The local media, however, has complained loudly about the strike. Oaxaca's biggest daily, El Imparcial (The Impartial), has particularly savaged protestors, printing photos of what they say are piles of teacher trash. Earlier this month, they published an article tellingly titled in Spanish "Restaurateurs in Oaxaca's Center Can't Bear it Anymore," not even bothering to identify what "it" was, since they knew their readers knew. The article quoted a restaurant owner who called the occupation a "kidnapping" and claimed that his business was just 20 percent of normal.

"The teachers don't eat in our restaurants...and our work is at risk" an unnamed waiter told the paper, as El Imparcial described him as "busily convincing some people to enter the restaurant."

One American who has seen what the strikes do to Oaxaca City's culinary tourism is Sarah Portnoy, associate professor of Spanish at the University of Southern California and author of the 2016 book "Food, Health, and Culture in Latino Los Angeles," which discusses Oaxacan foodways in the City of Angels. She has visited Oaxaca multiple summers since 2006, when Portnoy went on her honeymoon and saw that year's months-long blockade up close.

This year, the professor took students on a three-week tour of the state and city just as the strike was starting, visiting palenques and small villages. They encountered few major obstacles other than traffic jams. But that's not how it's always been for Portnoy.

"Two years ago, my husband and I were" at a restaurant near the Zócalo, she said. "We were the only ones in the restaurant, and the chef was lamenting that he couldn't get his ingredients through because of blockades on the highways into Oaxaca."

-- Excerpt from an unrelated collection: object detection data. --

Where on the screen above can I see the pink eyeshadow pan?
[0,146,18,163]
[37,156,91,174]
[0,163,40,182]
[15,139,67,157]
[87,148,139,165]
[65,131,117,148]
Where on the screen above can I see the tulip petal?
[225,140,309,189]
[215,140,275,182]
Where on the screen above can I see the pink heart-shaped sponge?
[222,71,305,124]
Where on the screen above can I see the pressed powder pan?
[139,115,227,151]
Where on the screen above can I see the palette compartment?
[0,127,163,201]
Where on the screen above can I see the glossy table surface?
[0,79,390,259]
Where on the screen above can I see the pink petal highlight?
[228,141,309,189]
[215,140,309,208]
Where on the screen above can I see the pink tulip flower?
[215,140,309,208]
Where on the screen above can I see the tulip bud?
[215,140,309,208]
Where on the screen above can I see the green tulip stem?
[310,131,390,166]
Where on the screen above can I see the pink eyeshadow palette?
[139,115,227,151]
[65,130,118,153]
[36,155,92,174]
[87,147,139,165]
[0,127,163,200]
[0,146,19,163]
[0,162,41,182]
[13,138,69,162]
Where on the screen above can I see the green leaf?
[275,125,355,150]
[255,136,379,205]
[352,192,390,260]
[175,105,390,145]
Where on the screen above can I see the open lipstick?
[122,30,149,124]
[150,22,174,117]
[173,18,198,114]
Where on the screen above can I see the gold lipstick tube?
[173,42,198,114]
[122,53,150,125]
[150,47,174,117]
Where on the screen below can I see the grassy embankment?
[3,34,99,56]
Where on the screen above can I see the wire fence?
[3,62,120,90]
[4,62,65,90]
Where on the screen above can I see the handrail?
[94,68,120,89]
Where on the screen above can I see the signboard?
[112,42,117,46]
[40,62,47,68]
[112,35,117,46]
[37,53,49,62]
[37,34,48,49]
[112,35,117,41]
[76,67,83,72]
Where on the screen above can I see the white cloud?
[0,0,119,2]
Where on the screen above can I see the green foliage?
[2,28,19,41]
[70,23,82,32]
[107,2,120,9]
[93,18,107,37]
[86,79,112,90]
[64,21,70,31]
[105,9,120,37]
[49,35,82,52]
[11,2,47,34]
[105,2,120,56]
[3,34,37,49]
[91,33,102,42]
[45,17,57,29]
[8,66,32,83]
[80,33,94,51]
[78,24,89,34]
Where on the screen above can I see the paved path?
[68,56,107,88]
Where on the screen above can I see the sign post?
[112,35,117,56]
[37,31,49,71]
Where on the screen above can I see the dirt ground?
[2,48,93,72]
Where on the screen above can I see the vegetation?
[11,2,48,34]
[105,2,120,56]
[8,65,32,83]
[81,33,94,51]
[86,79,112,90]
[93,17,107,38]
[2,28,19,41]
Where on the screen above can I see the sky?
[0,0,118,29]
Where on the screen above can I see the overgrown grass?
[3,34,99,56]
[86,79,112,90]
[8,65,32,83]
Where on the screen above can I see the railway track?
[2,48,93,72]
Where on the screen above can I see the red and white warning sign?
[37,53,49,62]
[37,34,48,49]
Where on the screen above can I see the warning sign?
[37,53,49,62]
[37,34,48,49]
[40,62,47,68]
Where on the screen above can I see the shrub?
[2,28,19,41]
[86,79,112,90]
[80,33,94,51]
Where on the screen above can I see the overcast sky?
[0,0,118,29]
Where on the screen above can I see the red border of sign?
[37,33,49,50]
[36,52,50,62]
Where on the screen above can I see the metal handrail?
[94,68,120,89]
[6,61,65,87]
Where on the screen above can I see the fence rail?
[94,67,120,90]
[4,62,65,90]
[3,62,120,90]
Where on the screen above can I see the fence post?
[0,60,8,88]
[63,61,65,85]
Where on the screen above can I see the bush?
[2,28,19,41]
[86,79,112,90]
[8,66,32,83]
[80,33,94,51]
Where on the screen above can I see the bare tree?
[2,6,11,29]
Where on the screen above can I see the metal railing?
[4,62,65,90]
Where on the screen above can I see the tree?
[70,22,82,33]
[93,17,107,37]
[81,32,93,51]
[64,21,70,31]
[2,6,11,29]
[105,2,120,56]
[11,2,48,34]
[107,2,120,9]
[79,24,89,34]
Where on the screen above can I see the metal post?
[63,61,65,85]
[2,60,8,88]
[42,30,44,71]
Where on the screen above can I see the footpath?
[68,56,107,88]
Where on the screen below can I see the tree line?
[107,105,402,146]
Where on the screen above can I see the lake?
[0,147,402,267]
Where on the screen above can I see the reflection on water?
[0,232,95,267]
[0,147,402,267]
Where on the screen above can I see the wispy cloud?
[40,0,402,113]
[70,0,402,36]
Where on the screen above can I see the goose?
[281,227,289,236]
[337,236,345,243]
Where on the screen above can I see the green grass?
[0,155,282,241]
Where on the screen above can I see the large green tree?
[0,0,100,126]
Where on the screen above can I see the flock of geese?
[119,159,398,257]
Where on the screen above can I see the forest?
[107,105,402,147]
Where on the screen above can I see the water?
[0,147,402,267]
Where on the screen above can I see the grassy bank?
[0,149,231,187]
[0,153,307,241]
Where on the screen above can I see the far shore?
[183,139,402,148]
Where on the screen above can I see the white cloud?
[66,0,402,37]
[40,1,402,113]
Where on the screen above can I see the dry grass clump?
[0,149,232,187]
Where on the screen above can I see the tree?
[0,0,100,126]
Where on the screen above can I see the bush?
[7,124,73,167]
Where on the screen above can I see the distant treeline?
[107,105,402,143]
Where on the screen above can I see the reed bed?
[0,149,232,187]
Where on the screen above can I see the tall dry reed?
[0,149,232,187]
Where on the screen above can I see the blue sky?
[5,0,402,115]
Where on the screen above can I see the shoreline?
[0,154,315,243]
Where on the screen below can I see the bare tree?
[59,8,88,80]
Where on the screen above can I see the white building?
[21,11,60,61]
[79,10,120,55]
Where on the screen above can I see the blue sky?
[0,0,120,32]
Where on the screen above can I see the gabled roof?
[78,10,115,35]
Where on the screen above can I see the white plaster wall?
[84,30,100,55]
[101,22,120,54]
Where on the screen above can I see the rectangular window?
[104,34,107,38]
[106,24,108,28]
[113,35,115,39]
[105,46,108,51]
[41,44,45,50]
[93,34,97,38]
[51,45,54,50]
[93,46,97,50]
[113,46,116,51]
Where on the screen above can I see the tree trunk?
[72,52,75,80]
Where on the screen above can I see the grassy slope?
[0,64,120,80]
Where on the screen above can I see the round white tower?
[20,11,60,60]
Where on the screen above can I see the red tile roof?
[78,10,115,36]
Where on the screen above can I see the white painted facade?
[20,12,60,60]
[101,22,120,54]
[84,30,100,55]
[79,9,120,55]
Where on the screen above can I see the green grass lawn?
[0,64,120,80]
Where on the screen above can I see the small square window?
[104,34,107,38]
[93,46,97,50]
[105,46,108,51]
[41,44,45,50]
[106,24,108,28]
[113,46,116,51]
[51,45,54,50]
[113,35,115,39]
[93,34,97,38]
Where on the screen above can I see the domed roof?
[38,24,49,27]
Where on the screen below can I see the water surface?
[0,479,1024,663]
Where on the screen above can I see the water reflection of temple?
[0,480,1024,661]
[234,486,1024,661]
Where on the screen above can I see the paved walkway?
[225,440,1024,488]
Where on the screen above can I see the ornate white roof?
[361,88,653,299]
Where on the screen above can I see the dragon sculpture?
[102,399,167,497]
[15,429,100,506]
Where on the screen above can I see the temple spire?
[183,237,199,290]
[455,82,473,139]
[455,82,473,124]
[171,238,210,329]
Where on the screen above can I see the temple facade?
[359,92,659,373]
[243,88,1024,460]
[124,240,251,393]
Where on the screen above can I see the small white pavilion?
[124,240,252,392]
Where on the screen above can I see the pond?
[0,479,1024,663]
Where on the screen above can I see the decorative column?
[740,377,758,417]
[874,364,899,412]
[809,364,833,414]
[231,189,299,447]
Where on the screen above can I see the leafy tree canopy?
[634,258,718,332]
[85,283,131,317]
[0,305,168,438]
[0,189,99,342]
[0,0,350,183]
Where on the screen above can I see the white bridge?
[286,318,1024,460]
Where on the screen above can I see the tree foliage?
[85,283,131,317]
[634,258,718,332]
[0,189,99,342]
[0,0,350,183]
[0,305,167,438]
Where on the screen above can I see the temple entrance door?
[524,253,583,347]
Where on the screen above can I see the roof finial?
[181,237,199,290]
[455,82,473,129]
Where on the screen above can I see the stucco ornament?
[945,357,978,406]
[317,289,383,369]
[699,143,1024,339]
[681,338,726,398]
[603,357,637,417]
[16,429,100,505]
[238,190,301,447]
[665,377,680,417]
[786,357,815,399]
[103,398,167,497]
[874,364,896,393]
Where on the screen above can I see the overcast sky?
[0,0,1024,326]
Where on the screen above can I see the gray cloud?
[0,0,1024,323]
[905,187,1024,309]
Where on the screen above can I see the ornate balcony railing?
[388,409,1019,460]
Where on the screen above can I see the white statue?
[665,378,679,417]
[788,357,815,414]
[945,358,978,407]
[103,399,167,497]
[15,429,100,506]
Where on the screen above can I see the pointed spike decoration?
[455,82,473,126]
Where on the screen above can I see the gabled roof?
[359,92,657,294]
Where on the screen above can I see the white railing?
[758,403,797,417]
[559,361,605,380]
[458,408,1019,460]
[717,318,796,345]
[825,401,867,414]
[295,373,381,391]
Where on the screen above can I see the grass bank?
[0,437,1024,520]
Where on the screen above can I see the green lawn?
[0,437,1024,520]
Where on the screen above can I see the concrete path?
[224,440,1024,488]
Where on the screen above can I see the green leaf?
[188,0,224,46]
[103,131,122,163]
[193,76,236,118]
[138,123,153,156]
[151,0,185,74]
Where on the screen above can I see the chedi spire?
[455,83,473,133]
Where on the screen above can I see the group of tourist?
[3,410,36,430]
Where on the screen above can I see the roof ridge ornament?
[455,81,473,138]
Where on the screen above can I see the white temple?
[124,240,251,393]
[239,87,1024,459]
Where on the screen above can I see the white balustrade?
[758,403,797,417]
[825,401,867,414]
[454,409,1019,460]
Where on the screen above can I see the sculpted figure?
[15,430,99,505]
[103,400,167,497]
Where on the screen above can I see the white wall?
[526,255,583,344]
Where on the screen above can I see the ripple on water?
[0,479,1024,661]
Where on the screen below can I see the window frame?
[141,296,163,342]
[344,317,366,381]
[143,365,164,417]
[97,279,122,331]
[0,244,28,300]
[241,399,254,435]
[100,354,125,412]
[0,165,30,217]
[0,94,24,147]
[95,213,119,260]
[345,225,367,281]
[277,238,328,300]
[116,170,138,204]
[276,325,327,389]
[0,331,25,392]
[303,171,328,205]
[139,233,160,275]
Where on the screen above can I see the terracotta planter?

Portnoy says regular oaxaqueños do have "sympathy for the teachers and their struggles." Some of them include increased classroom sizes, a push by the Mexican government to introduce private funds into the country's education system, and a demand that teachers take a competency exam every four years in order to keep their jobs. But "if the strikes are bad," Portnoy says, "tourists stop coming. Restaurants can barely afford to operate."

Restaurateurs asked for comment for this story declined to be identified, citing fears of retribution by Section 22. But one prominent chef who has spoken out in the past is Rodolfo Castellanos, owner of the high-end Origen, which stands just steps from the Zócalo. He won the premier season of Top Chef Mexico in 2016, and returned to an empty restaurant thanks to that year's strike.

Castellanos didn't necessarily oppose the teachers, but bitterly complained about the drop in customers. "If they don't produce, if they don't create, well, don't take [our business] away," he told the Mexican business montly Alto Nivel. "A month and a half is too much. It's like being closed. If customers see teachers lying on the ground and tarps covering everything, they'll go [elsewhere]."


Gustavo Arellano is the author of Taco USA: How Mexican Food Conquered America, and a longtime guest on NPR's "Barbershop" segment on Weekend All Things Considered.